Book Groups and “the Good Old Days”

By Fsrcoin

I’m in two book groups. One, for about 25 years, originated among PSC co-workers. (The story goes that it began with two guys expecting two gals at a restaurant; the gals didn’t show; but the book was discussed anyway, and it grew from there). We meet monthly, reading serious fiction and non-fiction; talk about the book for an hour or more amid appetizers; then have dinner. It’s very convivial. And filling.

The other one is the Capital District Humanist Society’s. We read non-fiction books and discuss them intensively, page by page, for two hours, twice a month. We’ve been known to take a year on one book. No food.

The PSC group in particular has led me into very rewarding books I’d otherwise have missed. Though not all our selections have been winners. We often look back with bemusement on clunkers like Doris Lessing’s The Golden Notebook and Murakami’s A Wild Sheep Chase (which I still think was highly interesting).

And we seem to have a thing for “lifeboat” books: Unbroken, In the Heart of the Sea, The Life of Pi, Ahab’s Wife, Dead Wake, etc. Not to mention Three Men in a Boat.

Recently we read Mary Sharratt’s Illuminations, and before that, Geraldine Brooks’s The Secret Chord, historical novels about the mystic saint Hildegard of Bingen and King David respectively. Both made me really glad to live in modernity. If you doubt progress, read these books.

It’s natural to wonder how I’d have behaved in those past times.

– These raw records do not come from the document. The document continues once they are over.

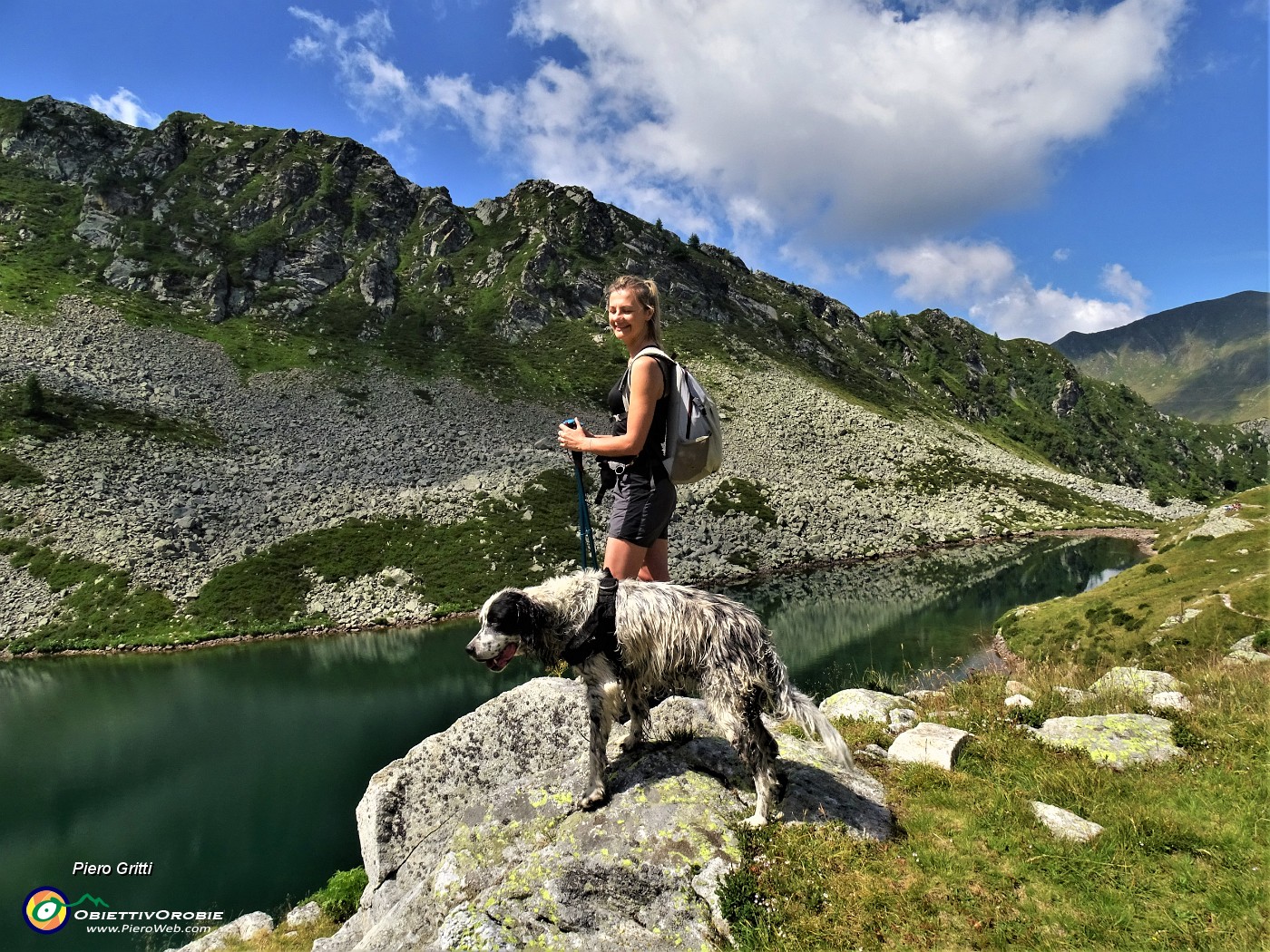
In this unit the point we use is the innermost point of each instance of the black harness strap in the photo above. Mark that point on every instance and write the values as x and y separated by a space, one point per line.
599 634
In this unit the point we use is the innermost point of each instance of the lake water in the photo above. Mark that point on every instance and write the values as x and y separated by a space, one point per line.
232 772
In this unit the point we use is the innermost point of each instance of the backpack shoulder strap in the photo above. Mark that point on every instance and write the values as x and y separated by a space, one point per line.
662 359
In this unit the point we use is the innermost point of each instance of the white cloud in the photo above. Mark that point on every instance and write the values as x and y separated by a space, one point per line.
837 118
374 82
124 107
1124 286
825 121
984 278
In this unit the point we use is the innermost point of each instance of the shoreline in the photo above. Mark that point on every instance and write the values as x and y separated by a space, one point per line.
1143 537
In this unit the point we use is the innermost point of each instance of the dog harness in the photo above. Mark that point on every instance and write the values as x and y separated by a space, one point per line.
599 634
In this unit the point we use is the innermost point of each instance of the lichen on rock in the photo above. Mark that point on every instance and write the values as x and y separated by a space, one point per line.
473 840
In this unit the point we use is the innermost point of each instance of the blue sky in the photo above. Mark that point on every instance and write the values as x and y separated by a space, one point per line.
1034 165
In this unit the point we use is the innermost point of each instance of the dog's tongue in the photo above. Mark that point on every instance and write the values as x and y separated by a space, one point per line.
505 656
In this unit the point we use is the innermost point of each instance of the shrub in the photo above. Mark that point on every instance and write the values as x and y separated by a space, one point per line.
338 899
32 397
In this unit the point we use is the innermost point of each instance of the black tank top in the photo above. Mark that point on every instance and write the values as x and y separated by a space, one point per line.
654 444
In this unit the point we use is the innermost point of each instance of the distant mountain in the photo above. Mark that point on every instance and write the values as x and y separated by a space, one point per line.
1206 362
304 249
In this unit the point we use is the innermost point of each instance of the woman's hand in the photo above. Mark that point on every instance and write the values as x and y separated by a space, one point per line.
573 438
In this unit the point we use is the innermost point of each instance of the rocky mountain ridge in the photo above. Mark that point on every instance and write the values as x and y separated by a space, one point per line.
377 362
1204 361
315 241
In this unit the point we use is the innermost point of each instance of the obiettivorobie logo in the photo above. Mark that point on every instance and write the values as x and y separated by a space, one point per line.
47 911
47 908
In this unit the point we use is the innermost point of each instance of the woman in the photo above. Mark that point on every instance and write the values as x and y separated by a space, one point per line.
643 495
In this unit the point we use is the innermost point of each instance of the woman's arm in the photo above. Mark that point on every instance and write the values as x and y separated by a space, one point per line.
645 390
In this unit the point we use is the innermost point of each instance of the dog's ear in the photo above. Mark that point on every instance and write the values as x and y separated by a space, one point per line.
516 613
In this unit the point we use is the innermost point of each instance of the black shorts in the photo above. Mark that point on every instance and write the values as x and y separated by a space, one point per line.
643 507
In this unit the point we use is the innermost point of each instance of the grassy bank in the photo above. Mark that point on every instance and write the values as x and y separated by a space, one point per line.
1180 863
454 565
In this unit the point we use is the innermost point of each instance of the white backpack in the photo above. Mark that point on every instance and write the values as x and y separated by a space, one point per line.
694 434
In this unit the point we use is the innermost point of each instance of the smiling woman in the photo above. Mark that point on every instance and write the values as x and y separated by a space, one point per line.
631 459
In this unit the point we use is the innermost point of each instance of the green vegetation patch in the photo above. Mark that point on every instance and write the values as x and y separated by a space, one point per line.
15 472
1167 611
27 409
943 471
973 869
456 565
338 899
99 608
740 495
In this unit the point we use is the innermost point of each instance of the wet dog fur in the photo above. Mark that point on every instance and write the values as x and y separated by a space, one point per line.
673 638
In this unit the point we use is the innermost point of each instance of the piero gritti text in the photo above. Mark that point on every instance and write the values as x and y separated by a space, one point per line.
126 869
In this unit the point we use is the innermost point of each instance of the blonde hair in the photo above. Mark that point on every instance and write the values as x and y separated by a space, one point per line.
645 292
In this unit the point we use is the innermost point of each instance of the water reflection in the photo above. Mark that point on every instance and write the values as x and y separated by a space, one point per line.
237 770
840 627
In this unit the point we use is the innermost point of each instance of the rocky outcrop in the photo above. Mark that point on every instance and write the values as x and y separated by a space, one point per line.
1113 740
296 454
472 840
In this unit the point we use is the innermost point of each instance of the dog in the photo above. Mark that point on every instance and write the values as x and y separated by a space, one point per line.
670 638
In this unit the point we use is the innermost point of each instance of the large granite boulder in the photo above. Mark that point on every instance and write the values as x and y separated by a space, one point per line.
472 840
1114 740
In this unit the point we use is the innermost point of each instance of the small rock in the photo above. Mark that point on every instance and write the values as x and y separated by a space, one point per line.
1072 695
861 704
1136 681
1113 740
1064 824
929 744
872 752
1170 701
304 916
902 719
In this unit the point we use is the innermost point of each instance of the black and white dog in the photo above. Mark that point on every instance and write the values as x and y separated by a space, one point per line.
670 638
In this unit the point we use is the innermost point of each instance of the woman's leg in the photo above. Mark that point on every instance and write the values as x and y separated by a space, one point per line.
657 561
624 559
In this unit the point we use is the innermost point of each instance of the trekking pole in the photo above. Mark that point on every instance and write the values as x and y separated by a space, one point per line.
586 537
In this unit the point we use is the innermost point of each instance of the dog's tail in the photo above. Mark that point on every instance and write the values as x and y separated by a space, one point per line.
796 706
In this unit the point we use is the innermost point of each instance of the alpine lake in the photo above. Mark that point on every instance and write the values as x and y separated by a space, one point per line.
225 778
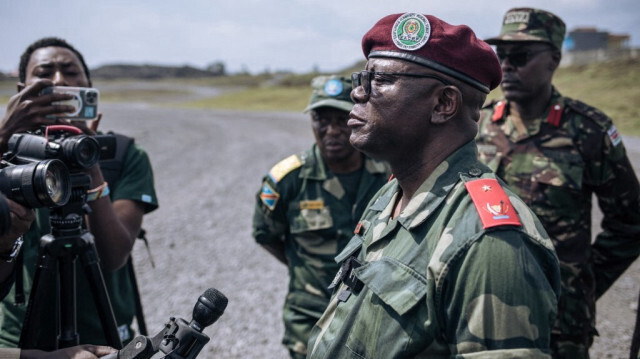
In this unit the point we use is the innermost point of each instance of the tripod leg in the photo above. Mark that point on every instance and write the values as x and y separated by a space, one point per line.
45 275
68 323
90 262
142 325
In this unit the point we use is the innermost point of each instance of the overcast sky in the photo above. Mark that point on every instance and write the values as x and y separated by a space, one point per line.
259 35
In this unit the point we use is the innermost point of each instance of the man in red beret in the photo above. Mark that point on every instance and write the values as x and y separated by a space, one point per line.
444 262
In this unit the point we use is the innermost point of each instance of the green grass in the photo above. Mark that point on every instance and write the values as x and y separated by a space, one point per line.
613 87
268 98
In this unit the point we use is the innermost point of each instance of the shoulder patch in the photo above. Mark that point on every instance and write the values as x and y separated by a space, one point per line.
492 203
614 136
269 196
284 167
589 112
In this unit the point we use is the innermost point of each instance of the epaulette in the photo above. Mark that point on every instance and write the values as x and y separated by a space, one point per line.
490 104
284 167
492 203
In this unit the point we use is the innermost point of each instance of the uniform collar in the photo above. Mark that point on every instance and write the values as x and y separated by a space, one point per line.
433 191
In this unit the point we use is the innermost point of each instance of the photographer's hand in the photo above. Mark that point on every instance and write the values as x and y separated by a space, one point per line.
27 110
77 352
21 219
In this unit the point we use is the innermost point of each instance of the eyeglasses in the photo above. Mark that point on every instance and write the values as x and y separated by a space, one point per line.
519 58
363 78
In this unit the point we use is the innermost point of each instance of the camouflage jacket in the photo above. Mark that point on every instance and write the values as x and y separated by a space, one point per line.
564 157
434 283
305 205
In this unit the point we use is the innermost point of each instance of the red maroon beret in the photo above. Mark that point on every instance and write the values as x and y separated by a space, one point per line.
431 42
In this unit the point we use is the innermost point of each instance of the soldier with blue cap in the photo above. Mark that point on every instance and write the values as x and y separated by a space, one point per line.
309 205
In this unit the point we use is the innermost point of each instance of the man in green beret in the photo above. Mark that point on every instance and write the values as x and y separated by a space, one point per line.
309 205
556 153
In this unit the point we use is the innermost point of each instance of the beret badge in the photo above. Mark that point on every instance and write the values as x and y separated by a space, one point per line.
411 31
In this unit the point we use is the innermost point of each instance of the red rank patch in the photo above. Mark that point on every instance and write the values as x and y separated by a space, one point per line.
492 203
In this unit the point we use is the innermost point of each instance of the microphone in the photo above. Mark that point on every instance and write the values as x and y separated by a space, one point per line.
179 339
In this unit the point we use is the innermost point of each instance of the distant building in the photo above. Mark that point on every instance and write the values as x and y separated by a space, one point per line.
588 44
590 38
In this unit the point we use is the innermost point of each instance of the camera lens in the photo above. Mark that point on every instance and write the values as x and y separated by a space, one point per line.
81 151
38 184
91 97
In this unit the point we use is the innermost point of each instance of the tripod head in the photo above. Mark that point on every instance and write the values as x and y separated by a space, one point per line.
179 339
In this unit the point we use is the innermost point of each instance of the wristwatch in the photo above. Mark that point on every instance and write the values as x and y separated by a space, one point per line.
14 251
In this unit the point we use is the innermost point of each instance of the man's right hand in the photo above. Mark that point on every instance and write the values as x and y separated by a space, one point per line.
27 110
21 218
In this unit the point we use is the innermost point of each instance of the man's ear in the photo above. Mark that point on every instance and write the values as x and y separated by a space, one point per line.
449 102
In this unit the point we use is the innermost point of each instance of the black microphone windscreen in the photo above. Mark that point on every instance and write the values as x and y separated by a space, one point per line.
209 307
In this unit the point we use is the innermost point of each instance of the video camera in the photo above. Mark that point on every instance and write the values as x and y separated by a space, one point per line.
37 170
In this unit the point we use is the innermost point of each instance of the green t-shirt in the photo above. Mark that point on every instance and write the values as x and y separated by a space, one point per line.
135 183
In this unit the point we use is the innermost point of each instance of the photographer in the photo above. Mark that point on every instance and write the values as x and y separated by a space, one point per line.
116 208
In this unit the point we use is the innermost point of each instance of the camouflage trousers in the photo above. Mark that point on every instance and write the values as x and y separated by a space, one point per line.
301 312
565 347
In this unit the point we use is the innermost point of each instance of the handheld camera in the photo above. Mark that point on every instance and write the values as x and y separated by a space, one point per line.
85 102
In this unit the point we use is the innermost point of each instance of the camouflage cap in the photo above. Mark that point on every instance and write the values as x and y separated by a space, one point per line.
528 24
332 91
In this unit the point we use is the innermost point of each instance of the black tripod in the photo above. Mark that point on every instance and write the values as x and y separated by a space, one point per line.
58 251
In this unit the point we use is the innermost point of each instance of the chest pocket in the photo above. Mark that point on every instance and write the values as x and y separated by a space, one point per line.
310 216
558 170
396 284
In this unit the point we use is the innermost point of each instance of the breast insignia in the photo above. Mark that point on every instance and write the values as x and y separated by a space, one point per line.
284 167
492 203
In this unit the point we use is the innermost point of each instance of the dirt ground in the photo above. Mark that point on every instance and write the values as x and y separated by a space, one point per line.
208 166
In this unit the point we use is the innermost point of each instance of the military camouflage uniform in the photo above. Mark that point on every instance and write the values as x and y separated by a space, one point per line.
432 283
303 204
570 153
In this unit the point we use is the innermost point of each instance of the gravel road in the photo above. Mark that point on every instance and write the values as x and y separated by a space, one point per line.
208 166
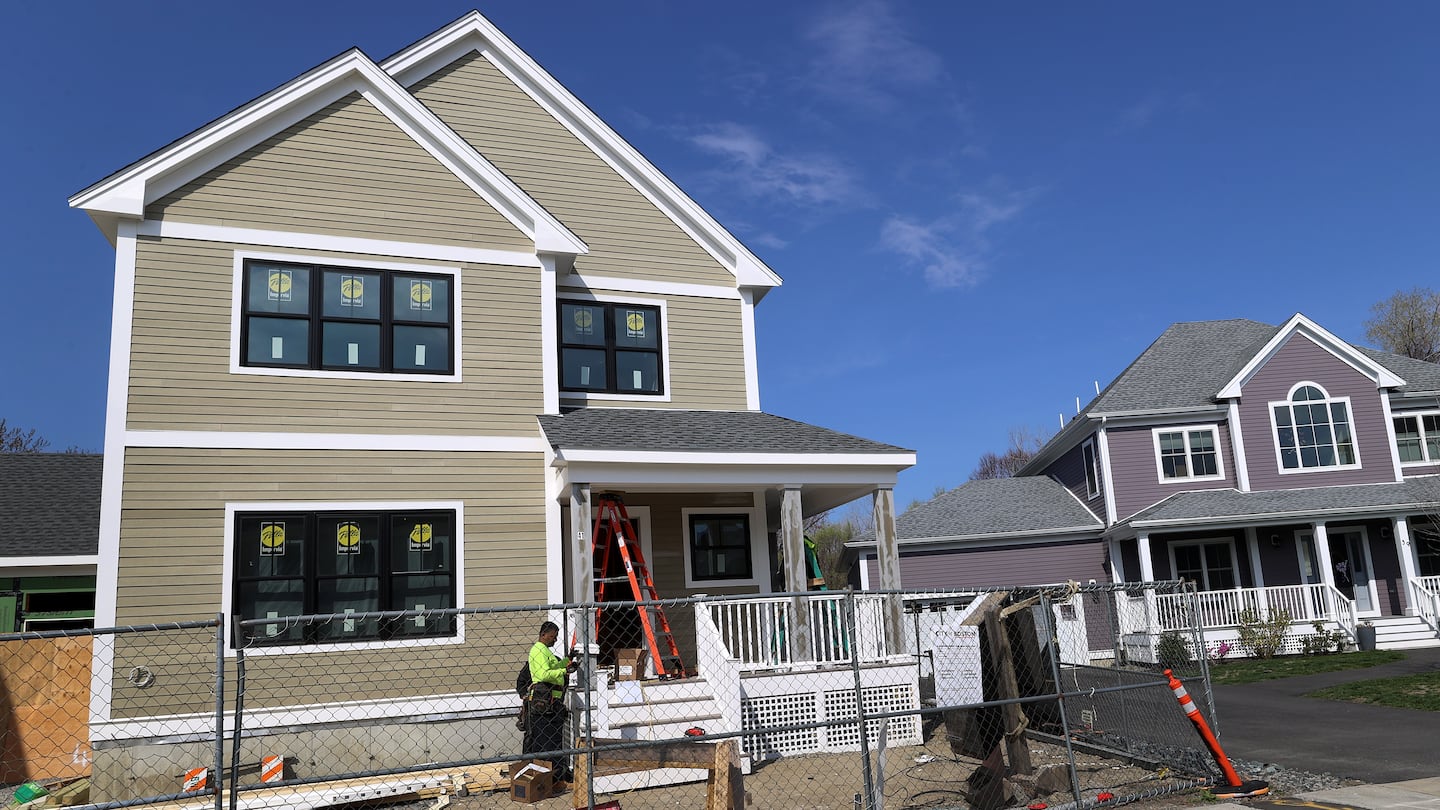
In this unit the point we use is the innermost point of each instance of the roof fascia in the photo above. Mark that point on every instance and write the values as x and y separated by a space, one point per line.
126 193
1301 325
474 32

Hopefully not like the typical men portrayed. But you can’t graft modern sensibility, even hypothetically, onto long-ago people. Folks acted as they did because that was their world. Though each book did include at least one man we’d call good, they were truly exceptions.

Hildegard lived in 1100’s Germany. At age eight she was sent to accompany 14-year-old Jutta as monastery “anchorites.” I didn’t know what that meant. Neither did little Hildegard. But on the trip, her blood froze when someone used the words “walled in.”

That was literal. Jutta and Hildegard were immured in a small bare chamber and the entrance was bricked up. There was one window. A “hatch” delivered food. And if that weren’t awful enough, they were clothed in “hair shirts” – intentionally crafted to lacerate the skin.

“Saintly” Jutta, of noble birth. was there supposedly because being mad she was unmarriageable. Actually it was because she was no virgin – raped by her brother. But if not mad to start with, Jutta soon embarked on a project to starve and torture herself to death.

It took thirty years.*

When Hildegard at last emerged into daylight, amazingly she was not mad too. But by then she’d acquired some fellow inmates who formed the core of an abbey of nuns Hildegard went on to establish; something of a fairy tale after her ghastly beginnings.

If that story was ghastly, King David’s was worse. So blood-soaked, so full of human evil. (It too includes a royal brother-sister rape. Indeed, more than just rape.) Brooks’s novel hews quite close to the Bible’s detailed account. The only saving grace is that that was mostly if not entirely fiction. But the way its authors imagined a “hero” shows the barbarity of their minds and their world. Remarkable that people today consider this a “holy” book.

* An Afterward notes a different account saying the “enclosure” began six years later.